One government witness, Essam al-Ridi, testified that he had taken classes and taught at the now-defunct Ed Boardman Aviation School in Fort Worth. Al-Ridi also said that in the mid 1990s he purchased a used Saber-40 jet on bin Laden's behalf for $210,000 in Tucson, Ariz. Another witness in the same bombing trial, L'Houssaine Kerchtou, testified that he was sent to a flight school in Nairobi and later served as a pilot for bin Laden.
The issue of how U.S. authorities processed early warning signs that terrorists had infiltrated the flight-school system is certain to be examined in the aftermath of the attack.
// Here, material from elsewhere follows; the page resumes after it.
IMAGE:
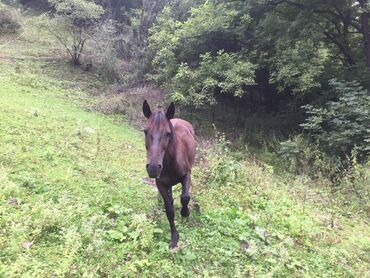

Suzanne Spaulding, executive director of the National Commission on Terrorism, a congressionally appointed task force, said, "In hindsight, we can see how all these things (flight school connections) might be relevant and important." But, she said, "it is harder on a day-to-day basis. There is no question that technology could help sort information."
Since the attack, the FBI has extended its investigation to dozens of flight schools, including some of the same schools it visited in the years before the attack. According to law enforcement officials and media reports, the 19 suspected terrorists received flight training from at least 10 U.S. flight schools. At least 44 people sought by the FBI for questioning received some flight instruction. Dietrich Snell, who helped prosecute Murad, said that although the Pakistani terrorist attended four U.S. flight schools, it would have been difficult for the FBI to connect the schools to the kind of attack that occurred Sept. 11.
Murad, he said, had indicated that he wanted to use his flight training to become a commercial pilot until he was recruited by Ramzi Ahmed Yousef, a bin Laden operative who also plotted the 1993 World Trade Center bombing.
"I think that because Murad had been trained as a pilot it's tempting in hindsight to say that the bureau should have known," said Snell. "But I think they were missing any link that would have connected the flight schools to this kind of terrorism."
The Murad investigation showed that Murad and Yousef were planning to employ five-man teams to smuggle bombs on to 12 planes operated by United Airlines, Delta Airlines and Northwest Airlines during a two-day period in 1995. Murad told authorities that part of his planned role in the terror attack was to crash a plane into the CIA headquarters in Langley, Va.
Richard Kaylor, manager of Richmor Aviation, said the FBI was first alerted to the Schenectady flight school after a Richmor business card was discovered in Murad and Yousef's Manila apartment.
Kaylor said two FBI agents came to interview him about Murad in 1996. He said he provided information about Murad and two other student pilots, both of whom lived with Murad. Kaylor said the three men had come to Schenectady after a stint at Alpha Tango Flying Services in San Antonio.
Kaylor said four FBI agents returned Friday to Richmor to question him about a Turkish student who had received his private pilot's license last year. But Kaylor said it was unclear whether the agents were aware that he had been interviewed five years earlier.
Whether officials at Alpha Tango were also interviewed in 1996 is unclear. The flight school's owner, Hamid Afzal, could not be reached. After the Sept. 11 attack, Afzal contacted the FBI about names on a published list of suspects, thinking some of the hijackers might also have taken instruction at Alpha Tango, according to a report in the San Antonio Express-News.